# Query Compilation 101

## Prerequisite videos

* [Materialized performance 101](https://drive.google.com/file/d/1BlCFHVJsi6-YfQQpPMaWOhDOvaQDdcWV/view?usp=sharing)
  (skip forward to 5:13)
* [Materialized internals 101](https://drive.google.com/file/d/1_SlM-zQR2FifNMeECnFTnwRcTc7zxRuc/view).
* [Introduction to one-off queries](https://drive.google.com/file/d/1LsyMY1OMmDS7uQS6cT6IFmdROGiPB4Im/view?usp=sharing).
* [Materialize Decorrelation explained in Jamie Brandon’s Blog](https://www.scattered-thoughts.net/writing/materialize-decorrelation/).
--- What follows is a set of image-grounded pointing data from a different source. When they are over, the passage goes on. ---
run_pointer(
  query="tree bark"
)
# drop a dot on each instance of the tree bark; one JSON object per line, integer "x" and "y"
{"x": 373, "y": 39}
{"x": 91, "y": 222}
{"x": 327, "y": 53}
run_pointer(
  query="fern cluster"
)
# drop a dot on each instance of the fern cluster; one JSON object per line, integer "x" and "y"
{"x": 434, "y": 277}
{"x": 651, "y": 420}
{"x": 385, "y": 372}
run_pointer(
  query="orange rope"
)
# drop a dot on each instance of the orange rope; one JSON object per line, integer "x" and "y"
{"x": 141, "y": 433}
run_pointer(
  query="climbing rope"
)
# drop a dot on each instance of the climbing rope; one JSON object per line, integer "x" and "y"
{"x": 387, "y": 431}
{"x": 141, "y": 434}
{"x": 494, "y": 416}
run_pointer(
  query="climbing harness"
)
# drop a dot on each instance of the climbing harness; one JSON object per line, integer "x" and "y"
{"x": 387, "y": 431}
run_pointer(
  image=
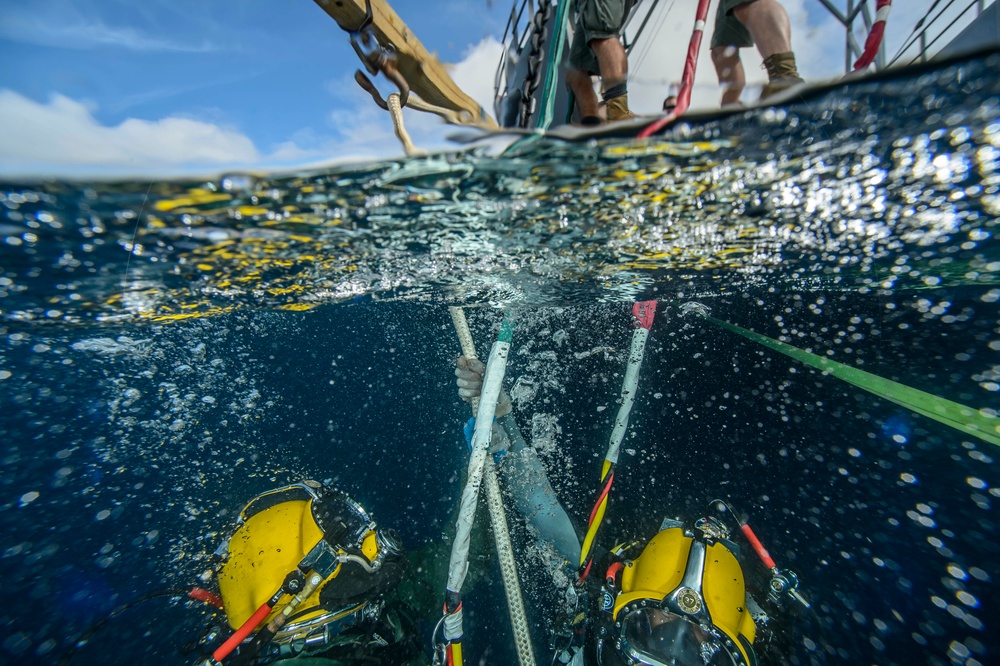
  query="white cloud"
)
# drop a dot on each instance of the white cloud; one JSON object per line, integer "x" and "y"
{"x": 475, "y": 74}
{"x": 63, "y": 137}
{"x": 64, "y": 134}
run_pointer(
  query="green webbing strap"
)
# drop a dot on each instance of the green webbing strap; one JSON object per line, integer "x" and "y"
{"x": 552, "y": 78}
{"x": 966, "y": 419}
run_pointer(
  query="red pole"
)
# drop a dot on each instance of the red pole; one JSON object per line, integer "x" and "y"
{"x": 226, "y": 648}
{"x": 757, "y": 546}
{"x": 874, "y": 40}
{"x": 687, "y": 79}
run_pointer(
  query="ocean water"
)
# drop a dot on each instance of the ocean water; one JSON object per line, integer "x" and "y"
{"x": 173, "y": 348}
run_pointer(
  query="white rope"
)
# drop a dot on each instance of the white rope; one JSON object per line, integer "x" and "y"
{"x": 501, "y": 533}
{"x": 397, "y": 124}
{"x": 629, "y": 386}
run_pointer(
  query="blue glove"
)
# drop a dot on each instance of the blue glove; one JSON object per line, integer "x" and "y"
{"x": 470, "y": 429}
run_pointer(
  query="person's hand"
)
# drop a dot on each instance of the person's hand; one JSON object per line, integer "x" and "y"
{"x": 469, "y": 373}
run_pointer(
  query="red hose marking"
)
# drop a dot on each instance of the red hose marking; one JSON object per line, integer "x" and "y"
{"x": 604, "y": 494}
{"x": 226, "y": 648}
{"x": 200, "y": 594}
{"x": 687, "y": 80}
{"x": 612, "y": 571}
{"x": 757, "y": 546}
{"x": 643, "y": 312}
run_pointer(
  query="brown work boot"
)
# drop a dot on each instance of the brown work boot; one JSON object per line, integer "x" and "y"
{"x": 618, "y": 109}
{"x": 781, "y": 74}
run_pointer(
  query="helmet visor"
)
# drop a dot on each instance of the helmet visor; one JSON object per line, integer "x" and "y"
{"x": 342, "y": 520}
{"x": 660, "y": 638}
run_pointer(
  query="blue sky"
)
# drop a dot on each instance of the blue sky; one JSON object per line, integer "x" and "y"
{"x": 126, "y": 86}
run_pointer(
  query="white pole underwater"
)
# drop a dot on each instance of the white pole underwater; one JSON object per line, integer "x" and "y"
{"x": 480, "y": 466}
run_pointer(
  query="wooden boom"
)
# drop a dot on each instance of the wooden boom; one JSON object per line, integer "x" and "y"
{"x": 425, "y": 73}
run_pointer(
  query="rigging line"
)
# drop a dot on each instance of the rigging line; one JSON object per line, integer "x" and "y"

## Current Compiler Pipeline

Representations:

* `SQL` — source language
* [`AST`](https://github.com/MaterializeInc/materialize/blob/main/src/sql/src/plan.rs) — a parsed version of a SQL query.
* [`HIR`](https://github.com/MaterializeInc/materialize/blob/main/src/sql/src/plan/expr.rs) — high-level intermediate representation.
* [`MIR`](https://github.com/MaterializeInc/materialize/blob/main/src/expr/src/relation/mod.rs) — mid-level intermediate representation.
* [`LIR`](https://github.com/MaterializeInc/materialize/blob/main/src/compute-client/src/plan/mod.rs) — low-level intermediate representation.
* `TDO` — target language (timely & differential operators).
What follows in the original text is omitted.